2. FOR EVERY ACTION, THERE IS AN EQUAL AND OPPOSITE REACTION

Traders at all levels must deal with the wavelike motion on price charts. These define underlying cycles that strategies must align with, or risk failure. At their core, these waves reflect constant battles between bulls and bears, and the underlying trend-range axis. Price thrusts forward in a surge of participation but then pauses to test prior boundaries and dissipate volatility. Price bars contract, volume drops significantly, and the trend pulls against its primary direction. But just as that market returns to a stable state, the action-reaction cycle suddenly regenerates and volatility surges. Fresh momentum carries the reawakened trend toward a new price level, or reverses it back toward its origins.

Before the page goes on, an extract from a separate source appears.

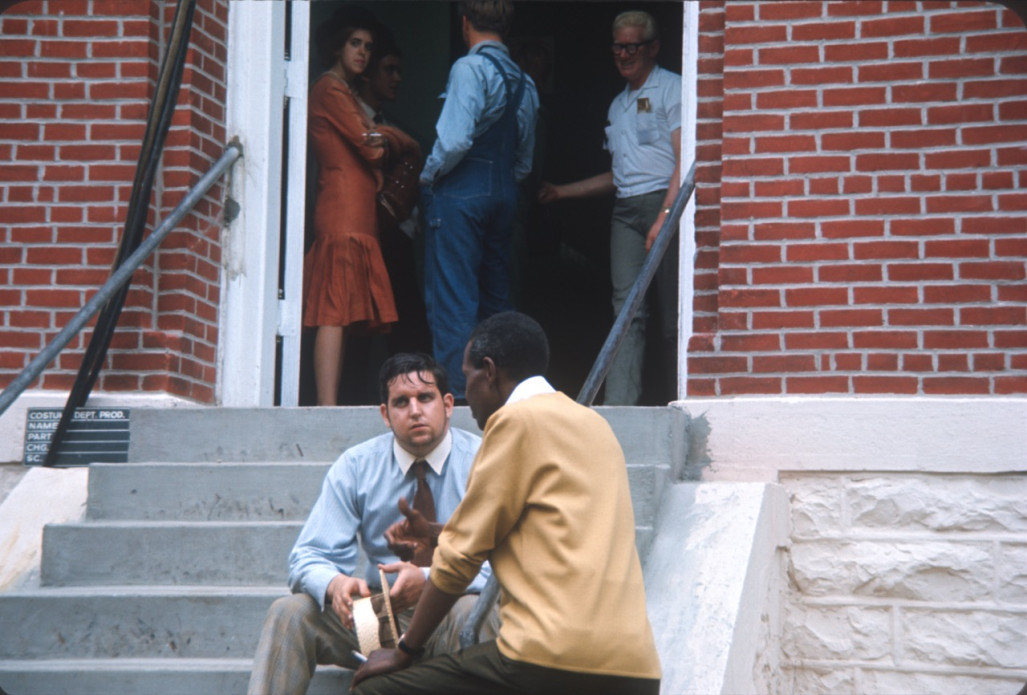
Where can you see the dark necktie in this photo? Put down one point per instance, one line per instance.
(424, 502)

But why aren't markets stuck between two horizontal extremes if trend and countertrend act with equal force, and are polar opposites? The answer lies in how active markets dissipate directional force. Every buyer must eventually sell and every short seller must eventually cover. This induces layers of cycles that equalize price action and reaction over time. Swing traders observe this dynamic process in the trend relativity of different length charts for the same trading instrument. In other words, a single market may print a strong rally on the daily chart, a bear market on the 60-minute chart, and sideways congestion on the 5-minute chart, all at the same time. While this phasing process may seem chaotic, it actually reflects the dissipation of underlying action-reaction polarity. This 3-D trend-range axis also carries an added benefit: its alignment generates many of the setups in the swing trader's playbook.

Locate these important opportunities in the convergence of specific action-reaction imbalances through several layers of price activity. This logical analysis also supports the contrary attitude that leads to successful swing trading. For example, while the crowd sees a buying opportunity when price surges on heavy participation, the swing trader sees selling power increasing in that market due to the entrance of a new crowd of buyers. Fortunes are made through this type of counterintuitive logic, generated by recognition of the underlying power in market physics.


Time Frame Divergence: Price action in 3 time frames generates different support-resistance considerations while Qualcomm tries to halt a sharp decline. The daily chart prints a hammer reversal near a 6-month low. The 60-minute chart shows a bearish pullback into an ugly down gap, while the 5-minute chart offers short-term traders excellent profits through a midday bounce near whole number 50.